Once the move to digital went down in the mid 1990s, the slow development of film technology was replaced with digital media, which advanced rapidly. The companies that brought film making into the home continue to expand and develop the industry today as the quality gets better and the product smaller.
Here’s a look back at the evolution of camcorders.
The Betamax Days
Still considered a pioneer of portable electronics; Sony unveiled the Betamax format in the mid 1970s. The cassettes looked somewhat like the VHS tapes that would rule the industry from the 1980s until DVD made film movies obsolete. Thanks to the Betamax technology, Sony made home movie making available to the masses with the Betamovie camcorder in 1983 and ushered in a new era.
Several home video recorders hit the market before this, but Betamovie was the first to provide simple, high-quality filmmaking in the home. The viewfinder was a simple through-the-lens model, which would eventually be replaced by electronic viewfinders.
The Rise of VHS
As VHS knocked the Betamax out of circulation, JVC entered the family camcorder game with the GR-C1 Videomovie. This was one of those hoist-on-the shoulder monsters that came to define camcorders for about a decade. This particular model became a favourite because you could shoot straight onto a VHS, pop it out and stick it in your VCR.
Unlike the beta, VHS tapes had two heads, which provided better picture and sound quality. Released in 1984, this camcorder became an industry favorite and maintains a cult following to this day. It was billed as the first “all-in-one” camcorder. This one also broke away from the pack by being the first to offer instant playback straight through the camera.
Sony Video 8
Just one year after the Videomovie came out Sony upped the ante yet again and kicked off the race to get better and get smaller. In 1985 Sony introduced the Video 8 Handycam. It was a lot smaller and could fit in one hand. But what really set this camcorder apart was the use of a new, smaller 8mm tape.
As the Handycam evolved, Sony came out with Hi8, an improved version of 8 mm tape with sharper clarity and sound. Sony still uses the Handycam name today, although the company is long past the use of tapes.
The DV Recorder
A decade later and Sony would change the home recording industry yet again when it released the DV recording format in 1995. This was the first time a digital recording and playback function became available to the mainstream consumer. Soon after came widespread industry adoption of DV recording and the IEEE interface, which allowed users to easily attach their camcorder to a PC.
The quality of DV far exceeded the film models available to consumers and eliminated a slew of problems associated with conventional film, such as excessive white noise and tracking problems. The downside: you still needed a small DV tape to record and store digital footage.

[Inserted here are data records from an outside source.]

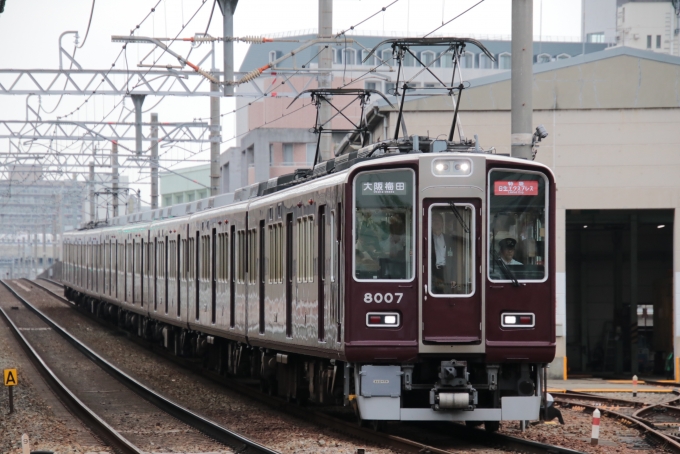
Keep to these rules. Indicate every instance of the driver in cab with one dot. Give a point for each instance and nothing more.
(441, 258)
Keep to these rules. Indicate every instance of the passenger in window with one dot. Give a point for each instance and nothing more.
(508, 251)
(368, 250)
(395, 244)
(442, 258)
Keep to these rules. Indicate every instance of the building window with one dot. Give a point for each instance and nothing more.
(595, 37)
(371, 61)
(349, 56)
(387, 55)
(485, 62)
(467, 60)
(446, 60)
(371, 85)
(275, 55)
(311, 153)
(427, 57)
(287, 154)
(505, 61)
(543, 58)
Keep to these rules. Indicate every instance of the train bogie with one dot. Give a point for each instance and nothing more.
(388, 283)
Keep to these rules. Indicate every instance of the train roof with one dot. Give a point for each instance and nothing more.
(328, 173)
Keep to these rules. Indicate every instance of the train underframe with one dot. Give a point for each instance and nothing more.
(435, 388)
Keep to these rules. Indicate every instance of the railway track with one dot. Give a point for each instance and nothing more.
(440, 437)
(658, 423)
(125, 414)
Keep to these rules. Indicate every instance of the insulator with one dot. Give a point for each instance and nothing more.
(255, 73)
(255, 39)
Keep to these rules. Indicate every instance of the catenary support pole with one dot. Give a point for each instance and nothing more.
(91, 195)
(138, 101)
(44, 232)
(633, 294)
(325, 77)
(215, 138)
(154, 160)
(114, 177)
(521, 78)
(228, 8)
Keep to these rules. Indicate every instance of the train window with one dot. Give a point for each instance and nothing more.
(241, 257)
(384, 225)
(451, 249)
(275, 253)
(172, 259)
(333, 242)
(305, 263)
(252, 253)
(205, 258)
(517, 226)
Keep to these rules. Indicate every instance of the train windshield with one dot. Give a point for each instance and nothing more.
(384, 226)
(517, 226)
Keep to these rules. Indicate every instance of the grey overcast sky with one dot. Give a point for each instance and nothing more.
(30, 29)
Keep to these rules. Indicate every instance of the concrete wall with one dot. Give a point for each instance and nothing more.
(613, 143)
(636, 21)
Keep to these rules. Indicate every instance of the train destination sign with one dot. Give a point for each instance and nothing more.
(515, 188)
(10, 377)
(383, 188)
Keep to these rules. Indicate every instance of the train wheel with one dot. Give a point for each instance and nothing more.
(472, 424)
(492, 426)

By the turn of the 21st century every major camera company had moved to a digital format. The cameras kept getting smaller and the picture brighter. Now, companies like Canon and Panasonic were giving Sony a run for its money. Naturally, Sony and JVC would respond in 2006 with another important development: the hard drive.

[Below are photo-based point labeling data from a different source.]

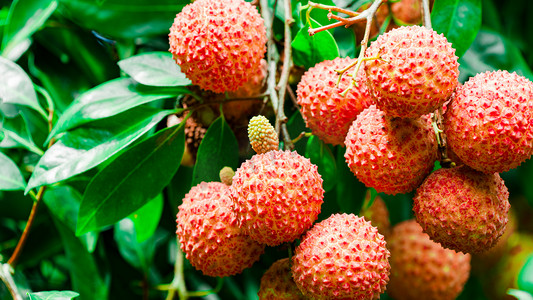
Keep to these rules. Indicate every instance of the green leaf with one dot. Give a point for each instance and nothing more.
(458, 20)
(83, 268)
(310, 50)
(525, 277)
(218, 149)
(10, 178)
(25, 17)
(53, 295)
(154, 68)
(124, 19)
(105, 100)
(64, 202)
(320, 155)
(84, 148)
(131, 180)
(146, 218)
(16, 135)
(138, 254)
(16, 87)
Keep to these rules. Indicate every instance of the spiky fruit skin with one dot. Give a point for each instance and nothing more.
(392, 155)
(342, 257)
(504, 275)
(418, 75)
(218, 43)
(209, 233)
(463, 209)
(326, 112)
(421, 268)
(277, 283)
(377, 214)
(262, 135)
(489, 123)
(277, 196)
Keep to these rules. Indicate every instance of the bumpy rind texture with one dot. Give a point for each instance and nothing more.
(277, 196)
(489, 123)
(326, 112)
(209, 233)
(421, 268)
(392, 155)
(463, 209)
(262, 135)
(218, 43)
(342, 257)
(419, 73)
(277, 283)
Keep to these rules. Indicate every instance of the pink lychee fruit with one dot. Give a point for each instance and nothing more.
(277, 196)
(489, 123)
(218, 44)
(462, 209)
(342, 257)
(416, 73)
(392, 155)
(209, 233)
(326, 112)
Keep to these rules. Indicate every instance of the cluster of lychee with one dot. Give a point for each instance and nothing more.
(401, 112)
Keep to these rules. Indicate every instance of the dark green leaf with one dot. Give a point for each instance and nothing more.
(525, 277)
(139, 255)
(310, 50)
(218, 149)
(25, 17)
(84, 148)
(10, 178)
(83, 268)
(131, 180)
(124, 19)
(154, 68)
(64, 202)
(105, 100)
(53, 295)
(146, 218)
(458, 20)
(16, 87)
(16, 135)
(320, 155)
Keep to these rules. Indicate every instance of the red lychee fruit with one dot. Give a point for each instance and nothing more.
(421, 268)
(392, 155)
(377, 214)
(218, 43)
(209, 233)
(489, 123)
(277, 196)
(463, 209)
(326, 112)
(416, 74)
(277, 283)
(342, 257)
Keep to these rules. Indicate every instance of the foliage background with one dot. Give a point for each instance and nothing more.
(113, 177)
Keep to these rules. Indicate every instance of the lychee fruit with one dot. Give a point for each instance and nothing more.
(489, 123)
(416, 73)
(392, 155)
(423, 269)
(463, 209)
(218, 43)
(277, 196)
(262, 135)
(377, 214)
(209, 233)
(342, 257)
(326, 112)
(277, 283)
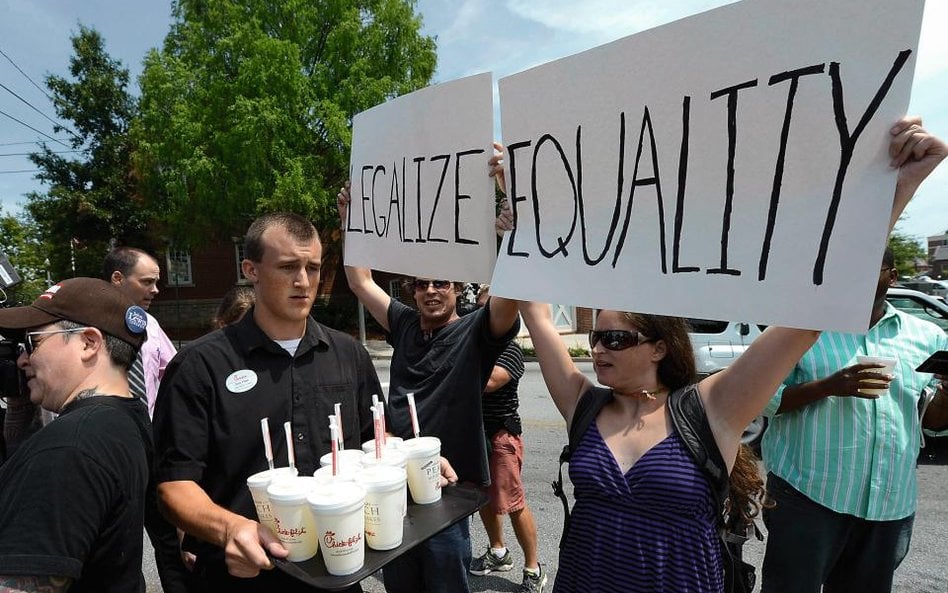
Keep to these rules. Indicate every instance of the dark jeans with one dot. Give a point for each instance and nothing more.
(438, 565)
(808, 545)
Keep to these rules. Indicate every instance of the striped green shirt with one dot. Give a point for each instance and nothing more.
(852, 455)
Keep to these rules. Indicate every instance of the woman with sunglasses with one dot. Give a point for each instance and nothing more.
(645, 517)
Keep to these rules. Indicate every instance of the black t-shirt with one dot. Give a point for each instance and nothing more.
(447, 373)
(217, 388)
(72, 497)
(500, 407)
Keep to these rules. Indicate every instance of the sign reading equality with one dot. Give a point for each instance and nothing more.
(422, 201)
(732, 165)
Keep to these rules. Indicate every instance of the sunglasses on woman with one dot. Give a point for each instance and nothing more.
(617, 339)
(438, 284)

This development did away with the need to record onto a mini DV tape, allowing users to store videos directly on the camera. Now, hours of video can be stored on a camcorder and uploaded to a PC in seconds.
In 2006, Sony unveiled the first 1080i HDV hard drive camcorder. The introduction of high def 1080i put unprecedented picture and sound quality into the hands of average consumers. It was small, easy to use and set the standard for home HD recording. Today, HD camcorders are largely considered the norm.

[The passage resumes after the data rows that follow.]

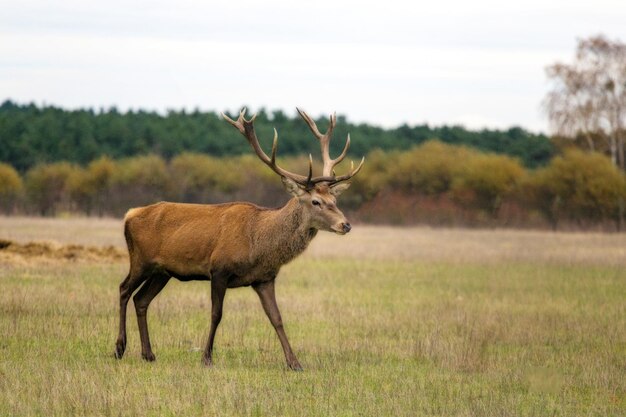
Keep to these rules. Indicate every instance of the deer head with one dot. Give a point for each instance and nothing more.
(317, 195)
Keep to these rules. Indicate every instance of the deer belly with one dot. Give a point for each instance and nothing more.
(254, 276)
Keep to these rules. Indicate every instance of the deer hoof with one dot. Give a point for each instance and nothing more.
(295, 367)
(120, 347)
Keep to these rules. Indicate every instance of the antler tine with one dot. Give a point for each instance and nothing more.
(246, 127)
(324, 141)
(350, 174)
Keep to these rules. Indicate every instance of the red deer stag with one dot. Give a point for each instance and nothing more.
(232, 245)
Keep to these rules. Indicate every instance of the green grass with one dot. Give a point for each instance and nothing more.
(396, 337)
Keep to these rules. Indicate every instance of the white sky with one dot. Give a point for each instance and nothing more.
(478, 63)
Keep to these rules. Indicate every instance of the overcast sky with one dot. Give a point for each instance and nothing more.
(478, 63)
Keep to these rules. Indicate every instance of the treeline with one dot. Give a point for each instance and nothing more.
(434, 183)
(31, 135)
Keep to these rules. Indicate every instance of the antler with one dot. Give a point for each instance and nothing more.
(246, 127)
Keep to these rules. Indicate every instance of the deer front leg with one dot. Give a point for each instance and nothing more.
(218, 290)
(268, 300)
(142, 299)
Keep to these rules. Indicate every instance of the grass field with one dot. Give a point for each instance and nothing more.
(399, 322)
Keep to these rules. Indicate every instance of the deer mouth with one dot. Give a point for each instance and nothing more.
(342, 228)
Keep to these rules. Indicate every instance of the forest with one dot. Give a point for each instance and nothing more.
(32, 135)
(61, 162)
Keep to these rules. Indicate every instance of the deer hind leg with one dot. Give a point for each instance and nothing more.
(218, 291)
(268, 300)
(142, 299)
(132, 281)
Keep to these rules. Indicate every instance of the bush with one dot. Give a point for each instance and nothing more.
(139, 181)
(429, 169)
(486, 180)
(578, 186)
(47, 186)
(204, 179)
(11, 187)
(91, 189)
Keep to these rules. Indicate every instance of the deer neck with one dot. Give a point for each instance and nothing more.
(290, 232)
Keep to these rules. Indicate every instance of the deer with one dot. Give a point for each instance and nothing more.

3D Camcorders: The Future of Home Film Making
Earlier this year, Panasonic announced the launch of the first camcorder to film in full 3D. The AG-3DA1 is going to be aboard the International Space Station when NASA embarks on its final space shuttle run. Granted, the $21,000 price tag might be out of range for the average consumer, but that’s where Sony comes in.
The company will soon release its Handycam 3D, which will run for about £900 and feature some of the same features the Panasonic boasts, such as dual lenses. Unfortunately, the 3D Handycam won’t launch this month as expected due to complications from the March 11 earthquake in Japan.
With Sony and Panasonic already bringing 3D filming into the home, it’s only a matter of time before other companies join in. Much like the development of digital recording, don’t be surprised if 3D soon becomes the norm.